Diversidade de perspectivas
“Sou um amante da verdade, um adorador da liberdade, um folião no altar da linguagem da pureza e da tolerância”. Stephen Fry
Se você ama as palavras e seu poder de expandir consciências, e se transformou este interesse em ofício de comunicador, talvez se sinta confinado em um estranho paradoxo. Nunca tivemos tantas plataformas e formatos de comunicação. Nunca fomos menos dispostos a dialogar. Nunca nos engajamos em tantas políticas, programas e debates sobre diversidade e inclusão, simultaneamente, nunca fomos tão excludentes em nome da inclusão.
Sentimos uma fadiga coletiva em relação ao que se convencionou chamar de “polarização” e, ao mesmo tempo, relutamos em nos reconhecer como agentes de algum dos polos. Há uma exaustão do ativismo de slogans, do pensamento maniqueísta, da ausência de nuances, da penúria retórica, da intolerância em nome da tolerância, da etiqueta arbitrária que transmuta o sentido das palavras apenas para punir e reprimir o questionamento sincero e as discordâncias legítimas. No mundo sem nuances, não se toca de ouvido, não se dança sem coreografia. A espontaneidade e o livre questionamento são duramente moralizados e punidos. A palavra, despida de seu poder emancipador e integrador, foi transformada em artilharia de um moralismo que separa o “nós” dos “outros”, os bons dos maus, os justiceiros dos infiéis. Como se a falsidade e a boa-fé, a ignorância e a erudição, a insensibilidade e a compaixão, a injustiça e a justiça não habitassem cada um de nós, membros da espécie humana.
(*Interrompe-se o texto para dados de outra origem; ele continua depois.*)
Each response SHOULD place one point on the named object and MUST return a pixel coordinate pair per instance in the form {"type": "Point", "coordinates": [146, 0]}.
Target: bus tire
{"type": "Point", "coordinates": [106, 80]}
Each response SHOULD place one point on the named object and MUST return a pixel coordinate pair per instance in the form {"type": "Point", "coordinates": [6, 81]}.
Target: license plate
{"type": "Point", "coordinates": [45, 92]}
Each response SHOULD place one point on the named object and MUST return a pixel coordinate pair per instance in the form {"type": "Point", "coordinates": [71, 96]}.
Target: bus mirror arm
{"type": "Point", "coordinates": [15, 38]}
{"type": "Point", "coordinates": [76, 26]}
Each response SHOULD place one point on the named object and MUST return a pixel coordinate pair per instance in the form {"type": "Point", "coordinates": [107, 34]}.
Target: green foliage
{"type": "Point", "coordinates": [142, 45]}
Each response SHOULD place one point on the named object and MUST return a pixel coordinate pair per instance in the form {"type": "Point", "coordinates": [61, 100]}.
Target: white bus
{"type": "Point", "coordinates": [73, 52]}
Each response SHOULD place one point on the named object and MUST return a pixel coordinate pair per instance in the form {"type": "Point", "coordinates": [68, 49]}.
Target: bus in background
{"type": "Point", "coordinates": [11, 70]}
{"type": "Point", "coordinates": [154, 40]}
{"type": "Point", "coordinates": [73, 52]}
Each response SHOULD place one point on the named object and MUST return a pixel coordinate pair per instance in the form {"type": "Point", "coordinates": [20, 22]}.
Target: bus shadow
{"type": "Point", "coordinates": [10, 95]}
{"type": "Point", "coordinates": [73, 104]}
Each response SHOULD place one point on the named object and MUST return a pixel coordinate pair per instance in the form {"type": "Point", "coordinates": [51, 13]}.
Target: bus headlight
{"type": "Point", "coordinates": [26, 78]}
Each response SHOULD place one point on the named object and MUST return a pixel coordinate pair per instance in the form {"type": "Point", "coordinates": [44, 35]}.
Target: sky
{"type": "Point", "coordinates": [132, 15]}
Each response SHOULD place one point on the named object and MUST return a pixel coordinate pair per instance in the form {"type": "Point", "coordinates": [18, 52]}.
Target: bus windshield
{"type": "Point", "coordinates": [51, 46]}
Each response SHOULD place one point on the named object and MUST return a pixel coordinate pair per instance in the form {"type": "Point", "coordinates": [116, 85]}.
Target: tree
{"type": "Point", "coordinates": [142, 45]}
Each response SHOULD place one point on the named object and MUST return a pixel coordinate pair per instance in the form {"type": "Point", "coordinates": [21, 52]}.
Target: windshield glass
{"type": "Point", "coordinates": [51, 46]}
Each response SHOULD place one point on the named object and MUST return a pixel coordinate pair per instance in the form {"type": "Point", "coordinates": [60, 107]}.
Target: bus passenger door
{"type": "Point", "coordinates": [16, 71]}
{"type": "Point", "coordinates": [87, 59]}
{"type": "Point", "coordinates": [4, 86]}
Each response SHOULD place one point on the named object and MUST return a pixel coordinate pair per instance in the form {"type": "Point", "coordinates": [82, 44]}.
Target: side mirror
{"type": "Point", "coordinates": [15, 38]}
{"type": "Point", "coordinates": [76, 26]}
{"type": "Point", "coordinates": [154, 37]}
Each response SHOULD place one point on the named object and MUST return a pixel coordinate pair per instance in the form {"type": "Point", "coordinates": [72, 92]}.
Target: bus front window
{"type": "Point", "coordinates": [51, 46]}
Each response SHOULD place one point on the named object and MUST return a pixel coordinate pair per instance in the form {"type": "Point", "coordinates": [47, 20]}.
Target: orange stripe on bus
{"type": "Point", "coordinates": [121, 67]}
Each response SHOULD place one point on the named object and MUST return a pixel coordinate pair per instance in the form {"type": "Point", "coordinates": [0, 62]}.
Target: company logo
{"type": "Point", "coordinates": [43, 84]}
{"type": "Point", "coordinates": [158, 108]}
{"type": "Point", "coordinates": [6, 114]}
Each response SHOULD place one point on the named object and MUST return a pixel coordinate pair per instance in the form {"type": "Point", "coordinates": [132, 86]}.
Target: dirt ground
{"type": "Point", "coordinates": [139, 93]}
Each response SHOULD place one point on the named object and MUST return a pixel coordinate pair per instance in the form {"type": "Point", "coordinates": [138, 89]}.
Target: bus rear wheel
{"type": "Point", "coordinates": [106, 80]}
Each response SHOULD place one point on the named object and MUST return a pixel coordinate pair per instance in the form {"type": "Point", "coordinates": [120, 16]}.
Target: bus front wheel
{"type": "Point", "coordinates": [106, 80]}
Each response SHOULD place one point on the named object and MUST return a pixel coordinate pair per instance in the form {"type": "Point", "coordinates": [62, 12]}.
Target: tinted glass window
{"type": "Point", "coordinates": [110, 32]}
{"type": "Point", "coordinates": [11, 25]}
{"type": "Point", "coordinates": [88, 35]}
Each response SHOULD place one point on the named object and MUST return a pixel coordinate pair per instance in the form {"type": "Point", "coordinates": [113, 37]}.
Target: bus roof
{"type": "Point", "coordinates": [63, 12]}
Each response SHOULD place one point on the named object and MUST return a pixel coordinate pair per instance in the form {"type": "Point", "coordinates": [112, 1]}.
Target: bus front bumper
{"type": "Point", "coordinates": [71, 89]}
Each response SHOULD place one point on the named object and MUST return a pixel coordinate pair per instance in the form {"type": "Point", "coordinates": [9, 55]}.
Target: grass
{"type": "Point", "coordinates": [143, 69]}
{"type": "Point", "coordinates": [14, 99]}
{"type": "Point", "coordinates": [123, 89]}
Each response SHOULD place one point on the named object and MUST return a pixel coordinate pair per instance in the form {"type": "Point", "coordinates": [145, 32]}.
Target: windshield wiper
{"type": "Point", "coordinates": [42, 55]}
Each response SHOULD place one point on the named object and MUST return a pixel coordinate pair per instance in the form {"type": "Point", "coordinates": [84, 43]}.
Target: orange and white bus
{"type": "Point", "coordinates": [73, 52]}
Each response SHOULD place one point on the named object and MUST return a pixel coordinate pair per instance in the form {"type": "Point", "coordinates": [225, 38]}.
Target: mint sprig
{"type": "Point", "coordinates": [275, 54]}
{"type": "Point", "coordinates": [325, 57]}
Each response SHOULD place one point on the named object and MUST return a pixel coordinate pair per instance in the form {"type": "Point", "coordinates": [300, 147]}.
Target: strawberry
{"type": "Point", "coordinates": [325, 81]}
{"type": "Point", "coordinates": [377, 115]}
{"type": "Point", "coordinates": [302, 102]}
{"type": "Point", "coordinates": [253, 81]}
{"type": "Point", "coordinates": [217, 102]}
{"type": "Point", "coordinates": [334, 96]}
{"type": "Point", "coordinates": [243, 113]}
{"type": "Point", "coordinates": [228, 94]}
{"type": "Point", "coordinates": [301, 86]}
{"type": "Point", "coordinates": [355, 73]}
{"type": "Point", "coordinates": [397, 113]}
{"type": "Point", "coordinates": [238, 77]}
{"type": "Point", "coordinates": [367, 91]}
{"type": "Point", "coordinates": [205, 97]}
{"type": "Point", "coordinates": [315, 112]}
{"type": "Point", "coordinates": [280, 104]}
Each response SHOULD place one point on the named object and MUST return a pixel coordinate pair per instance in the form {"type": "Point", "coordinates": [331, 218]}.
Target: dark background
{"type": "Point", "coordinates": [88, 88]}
É hora de resgatarmos uma sabedoria que nunca deveríamos ter perdido: o diálogo construtivo, o respeito à diversidade de perspectivas, a arte da retórica, a abertura ao questionamento e a discordância respeitosa. Para tanto, trago aqui um compilado de dicas práticas com base em dois repositórios de conteúdo comprometidos com a construção de pontes, por meio do diálogo construtivo: 1) o livro ferramenta ‘Construindo Pontes, Derrubando Muros’, publicado pelo Papo de Homem e Instituto Avon; 2) Heterodox Academy.
Antes de prosseguirmos, vale lembrar que há limites para a tolerância e que, nem sempre, estamos preparados emocionalmente ou motivados para o exercício da comunicação. Reconhecer esta predisposição de antemão já é um passo na direção de exercermos a empatia e o respeito, a começar de nós mesmos. Mas uma vez reconhecidas as motivações e a predisposição, um diálogo engrandecedor pode ser construído com o desenvolvimento de competências, cuja prática pode ser árdua no começo, mas fascinante com a prática:
A começar com a escuta sem julgamento, tendo escolhido um momento, um local e um meio favorável à conversa, ouça seu interlocutor sem interrompê-lo, com genuína curiosidade. Evite julgá-lo e sim compreender qual o relato, o argumento ou a perspectiva em questão, por que o tema é tão importante, quais as perspectivas subjacentes e como elas podem fazer sentido. É preciso não esquecer de que os seres humanos não são problemas a serem resolvidos, mas mistérios a serem explorados.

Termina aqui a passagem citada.